Since 2013, Alabama Power has imposed some of the highest monthly fees on rooftop solar customers of any regulated utility nationwide. Every year, the average rooftop solar customer with a five-kilowatt system pays Alabama Power approximately $300 in additional fees, totaling up to more than $9,000 over a typical system’s lifespan.
Tennessee has also fallen behind, hovering under 3000 customers due to a lack of net metering and low compensation rates for the energy customers are sending back to the grid. Even worse, the compensation rate varies each month, making it nearly impossible to estimate bill savings for potential customers.
Georgia has made some progress, but missed an opportunity to expand net metering
Georgia Power credited its rooftop solar customers for the energy they produced at a very low rate until 2020, when regulators required the utility to introduce a monthly net metering program that credited customers at a much fairer rate. But there was a catch: the program only had 5,000 spots for more than 2.5 million Georgia Power customers.
The net metering program was so popular that it filled up in less than two years. Customers who were not part of it received only about a quarter of the value they would have under the monthly net-metering program. This week, utility regulators voted against expanding the popular net metering program and instead adopted new solar export rate that falls just below 7 cents per kilowatt hour. While the new policy offers a slight improvement on the existing rock bottom rates, regulators missed an opportunity to do more.

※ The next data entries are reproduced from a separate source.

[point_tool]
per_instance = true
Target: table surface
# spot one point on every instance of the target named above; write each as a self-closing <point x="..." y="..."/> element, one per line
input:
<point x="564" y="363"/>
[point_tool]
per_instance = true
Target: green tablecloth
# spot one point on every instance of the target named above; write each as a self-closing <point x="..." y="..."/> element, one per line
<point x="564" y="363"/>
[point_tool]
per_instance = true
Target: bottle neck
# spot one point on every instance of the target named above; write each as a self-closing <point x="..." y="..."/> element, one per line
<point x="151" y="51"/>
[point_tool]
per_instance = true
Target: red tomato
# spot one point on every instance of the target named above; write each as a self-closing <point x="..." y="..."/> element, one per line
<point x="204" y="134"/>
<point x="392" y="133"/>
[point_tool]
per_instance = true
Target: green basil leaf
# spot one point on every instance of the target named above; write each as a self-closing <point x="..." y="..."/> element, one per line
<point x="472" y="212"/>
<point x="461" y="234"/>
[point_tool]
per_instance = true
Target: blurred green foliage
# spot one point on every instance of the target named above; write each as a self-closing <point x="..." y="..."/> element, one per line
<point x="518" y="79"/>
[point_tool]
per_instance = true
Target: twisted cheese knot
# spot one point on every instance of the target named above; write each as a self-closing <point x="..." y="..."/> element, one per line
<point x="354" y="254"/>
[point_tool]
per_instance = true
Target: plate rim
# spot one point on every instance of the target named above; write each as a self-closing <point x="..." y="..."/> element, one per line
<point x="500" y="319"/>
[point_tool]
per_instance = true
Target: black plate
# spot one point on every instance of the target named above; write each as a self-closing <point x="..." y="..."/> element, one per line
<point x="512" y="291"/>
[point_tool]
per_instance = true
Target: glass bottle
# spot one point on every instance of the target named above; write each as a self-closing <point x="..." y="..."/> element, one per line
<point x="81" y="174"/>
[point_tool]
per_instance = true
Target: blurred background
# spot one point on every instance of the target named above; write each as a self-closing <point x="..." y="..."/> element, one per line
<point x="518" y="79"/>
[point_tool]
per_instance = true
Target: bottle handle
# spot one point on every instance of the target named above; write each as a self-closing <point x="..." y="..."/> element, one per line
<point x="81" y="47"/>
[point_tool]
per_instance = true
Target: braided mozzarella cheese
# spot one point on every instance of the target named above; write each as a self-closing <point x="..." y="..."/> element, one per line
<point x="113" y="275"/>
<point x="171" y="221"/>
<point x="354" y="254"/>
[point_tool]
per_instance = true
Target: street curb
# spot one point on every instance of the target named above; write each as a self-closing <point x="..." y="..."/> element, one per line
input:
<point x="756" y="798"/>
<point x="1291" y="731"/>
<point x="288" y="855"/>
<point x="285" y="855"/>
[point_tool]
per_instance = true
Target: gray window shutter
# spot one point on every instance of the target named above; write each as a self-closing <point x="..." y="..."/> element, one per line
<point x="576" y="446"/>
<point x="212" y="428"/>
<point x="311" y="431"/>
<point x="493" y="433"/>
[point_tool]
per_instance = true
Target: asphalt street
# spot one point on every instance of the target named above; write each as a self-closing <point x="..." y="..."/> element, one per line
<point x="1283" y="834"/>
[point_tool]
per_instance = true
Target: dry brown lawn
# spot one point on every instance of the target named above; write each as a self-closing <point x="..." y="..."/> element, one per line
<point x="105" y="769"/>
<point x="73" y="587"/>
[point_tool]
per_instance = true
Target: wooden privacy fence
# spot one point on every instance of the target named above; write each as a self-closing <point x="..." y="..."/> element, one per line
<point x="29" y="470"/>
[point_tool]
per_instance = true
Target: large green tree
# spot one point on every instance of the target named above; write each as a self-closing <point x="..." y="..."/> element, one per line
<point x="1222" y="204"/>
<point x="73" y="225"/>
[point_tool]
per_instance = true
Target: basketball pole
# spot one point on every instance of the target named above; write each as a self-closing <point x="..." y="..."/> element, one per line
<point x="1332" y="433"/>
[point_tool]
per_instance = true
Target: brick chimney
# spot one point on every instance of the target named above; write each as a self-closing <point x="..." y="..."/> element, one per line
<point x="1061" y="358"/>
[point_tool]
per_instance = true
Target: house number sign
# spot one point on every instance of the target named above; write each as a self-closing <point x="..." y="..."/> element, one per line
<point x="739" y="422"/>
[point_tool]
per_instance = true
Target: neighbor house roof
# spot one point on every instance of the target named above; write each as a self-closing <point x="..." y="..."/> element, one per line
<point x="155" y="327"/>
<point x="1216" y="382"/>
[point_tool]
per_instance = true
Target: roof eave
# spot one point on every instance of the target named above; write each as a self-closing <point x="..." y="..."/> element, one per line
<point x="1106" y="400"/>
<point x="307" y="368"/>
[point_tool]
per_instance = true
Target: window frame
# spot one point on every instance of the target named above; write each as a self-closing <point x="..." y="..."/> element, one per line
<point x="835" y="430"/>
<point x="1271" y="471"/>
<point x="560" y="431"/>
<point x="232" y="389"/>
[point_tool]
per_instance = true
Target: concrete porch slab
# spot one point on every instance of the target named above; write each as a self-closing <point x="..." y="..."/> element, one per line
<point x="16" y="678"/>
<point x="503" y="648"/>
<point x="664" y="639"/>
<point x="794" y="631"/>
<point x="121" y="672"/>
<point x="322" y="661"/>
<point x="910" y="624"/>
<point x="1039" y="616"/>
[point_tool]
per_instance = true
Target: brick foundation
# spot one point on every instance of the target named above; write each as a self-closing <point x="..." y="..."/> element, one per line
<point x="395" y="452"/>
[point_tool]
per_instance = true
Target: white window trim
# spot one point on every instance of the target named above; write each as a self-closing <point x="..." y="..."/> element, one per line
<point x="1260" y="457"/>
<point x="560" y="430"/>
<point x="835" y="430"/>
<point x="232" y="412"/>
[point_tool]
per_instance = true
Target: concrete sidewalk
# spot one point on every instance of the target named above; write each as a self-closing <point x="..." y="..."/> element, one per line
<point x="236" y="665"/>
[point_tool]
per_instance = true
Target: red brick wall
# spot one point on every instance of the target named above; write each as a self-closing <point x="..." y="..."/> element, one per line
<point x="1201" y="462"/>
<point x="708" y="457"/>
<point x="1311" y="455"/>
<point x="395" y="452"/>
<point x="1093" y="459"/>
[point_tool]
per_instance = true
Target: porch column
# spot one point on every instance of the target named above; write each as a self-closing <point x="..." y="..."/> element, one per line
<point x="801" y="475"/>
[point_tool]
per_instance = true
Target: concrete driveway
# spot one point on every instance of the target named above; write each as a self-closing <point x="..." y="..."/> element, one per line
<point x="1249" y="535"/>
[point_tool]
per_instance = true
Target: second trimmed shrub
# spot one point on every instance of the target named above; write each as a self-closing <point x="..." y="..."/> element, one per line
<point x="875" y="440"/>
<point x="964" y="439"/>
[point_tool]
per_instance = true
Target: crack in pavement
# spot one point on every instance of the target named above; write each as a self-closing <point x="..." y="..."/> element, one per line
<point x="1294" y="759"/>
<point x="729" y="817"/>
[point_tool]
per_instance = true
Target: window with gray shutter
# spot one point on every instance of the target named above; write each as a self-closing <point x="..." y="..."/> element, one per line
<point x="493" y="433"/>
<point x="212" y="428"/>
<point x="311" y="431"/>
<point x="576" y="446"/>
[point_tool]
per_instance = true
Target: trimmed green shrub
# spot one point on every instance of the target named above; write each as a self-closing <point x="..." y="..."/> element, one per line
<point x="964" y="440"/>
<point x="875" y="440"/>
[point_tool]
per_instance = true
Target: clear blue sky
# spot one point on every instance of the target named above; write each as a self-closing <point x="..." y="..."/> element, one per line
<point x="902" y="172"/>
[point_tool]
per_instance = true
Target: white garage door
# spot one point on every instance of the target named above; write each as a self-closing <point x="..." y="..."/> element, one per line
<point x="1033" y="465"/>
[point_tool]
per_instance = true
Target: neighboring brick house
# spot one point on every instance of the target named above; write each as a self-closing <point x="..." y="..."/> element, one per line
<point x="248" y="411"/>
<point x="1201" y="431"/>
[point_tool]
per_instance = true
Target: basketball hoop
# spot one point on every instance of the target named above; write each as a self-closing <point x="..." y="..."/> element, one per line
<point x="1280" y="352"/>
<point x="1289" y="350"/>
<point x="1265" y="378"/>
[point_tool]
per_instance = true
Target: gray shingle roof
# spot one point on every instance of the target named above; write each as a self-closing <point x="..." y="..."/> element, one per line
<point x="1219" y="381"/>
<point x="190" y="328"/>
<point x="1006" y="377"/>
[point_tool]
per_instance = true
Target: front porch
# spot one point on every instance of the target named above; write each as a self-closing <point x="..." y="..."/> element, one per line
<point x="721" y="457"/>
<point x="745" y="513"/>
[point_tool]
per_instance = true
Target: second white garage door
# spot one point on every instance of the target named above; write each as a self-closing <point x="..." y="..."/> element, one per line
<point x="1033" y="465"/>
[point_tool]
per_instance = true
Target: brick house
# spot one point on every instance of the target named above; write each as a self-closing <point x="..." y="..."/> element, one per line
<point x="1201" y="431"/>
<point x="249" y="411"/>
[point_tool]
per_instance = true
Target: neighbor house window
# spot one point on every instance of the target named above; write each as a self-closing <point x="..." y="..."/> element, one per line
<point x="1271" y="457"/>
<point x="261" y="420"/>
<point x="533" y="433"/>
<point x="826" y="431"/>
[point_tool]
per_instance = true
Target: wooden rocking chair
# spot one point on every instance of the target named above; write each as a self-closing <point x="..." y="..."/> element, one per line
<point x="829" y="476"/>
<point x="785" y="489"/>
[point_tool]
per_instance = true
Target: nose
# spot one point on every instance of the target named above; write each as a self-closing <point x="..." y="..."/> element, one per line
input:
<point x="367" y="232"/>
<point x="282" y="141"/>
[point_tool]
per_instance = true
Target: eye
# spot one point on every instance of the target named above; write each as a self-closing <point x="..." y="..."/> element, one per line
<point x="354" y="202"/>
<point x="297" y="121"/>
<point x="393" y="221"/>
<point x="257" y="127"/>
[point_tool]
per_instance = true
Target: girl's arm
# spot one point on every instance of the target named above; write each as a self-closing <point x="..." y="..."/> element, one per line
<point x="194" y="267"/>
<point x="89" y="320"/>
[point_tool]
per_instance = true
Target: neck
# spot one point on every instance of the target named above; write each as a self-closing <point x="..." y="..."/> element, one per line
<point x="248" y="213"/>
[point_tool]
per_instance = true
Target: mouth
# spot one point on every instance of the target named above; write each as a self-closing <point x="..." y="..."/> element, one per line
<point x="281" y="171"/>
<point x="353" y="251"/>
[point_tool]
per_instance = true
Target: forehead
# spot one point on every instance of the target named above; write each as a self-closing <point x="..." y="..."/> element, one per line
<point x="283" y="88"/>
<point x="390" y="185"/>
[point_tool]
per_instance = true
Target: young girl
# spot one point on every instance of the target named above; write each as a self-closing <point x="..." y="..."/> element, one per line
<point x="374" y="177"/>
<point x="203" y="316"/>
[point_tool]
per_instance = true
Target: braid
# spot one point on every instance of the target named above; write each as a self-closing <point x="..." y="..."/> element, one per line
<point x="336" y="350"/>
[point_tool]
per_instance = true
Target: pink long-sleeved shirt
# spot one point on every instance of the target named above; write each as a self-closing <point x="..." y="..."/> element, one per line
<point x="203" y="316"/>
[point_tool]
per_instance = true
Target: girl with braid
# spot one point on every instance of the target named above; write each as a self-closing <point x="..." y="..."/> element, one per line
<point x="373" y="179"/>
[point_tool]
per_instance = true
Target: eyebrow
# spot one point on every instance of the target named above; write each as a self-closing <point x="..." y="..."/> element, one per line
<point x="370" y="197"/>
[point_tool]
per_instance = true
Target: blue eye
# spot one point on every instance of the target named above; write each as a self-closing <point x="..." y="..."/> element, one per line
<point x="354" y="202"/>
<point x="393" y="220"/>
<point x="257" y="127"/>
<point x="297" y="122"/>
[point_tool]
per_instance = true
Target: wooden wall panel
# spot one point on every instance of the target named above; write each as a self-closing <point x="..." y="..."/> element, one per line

Without net metering, Georgia is likely to continue lagging behind neighbors like the Carolinas when it comes to rooftop solar growth.
As utilities and state regulators remain the central “makers” or “brakers” of solar across the sunny South, SELC will continue to advocate for better policies to support customers to make energy decisions on their own properties and lower their monthly bills, and to promote the long-term economic benefits and local job creation for communities regionwide.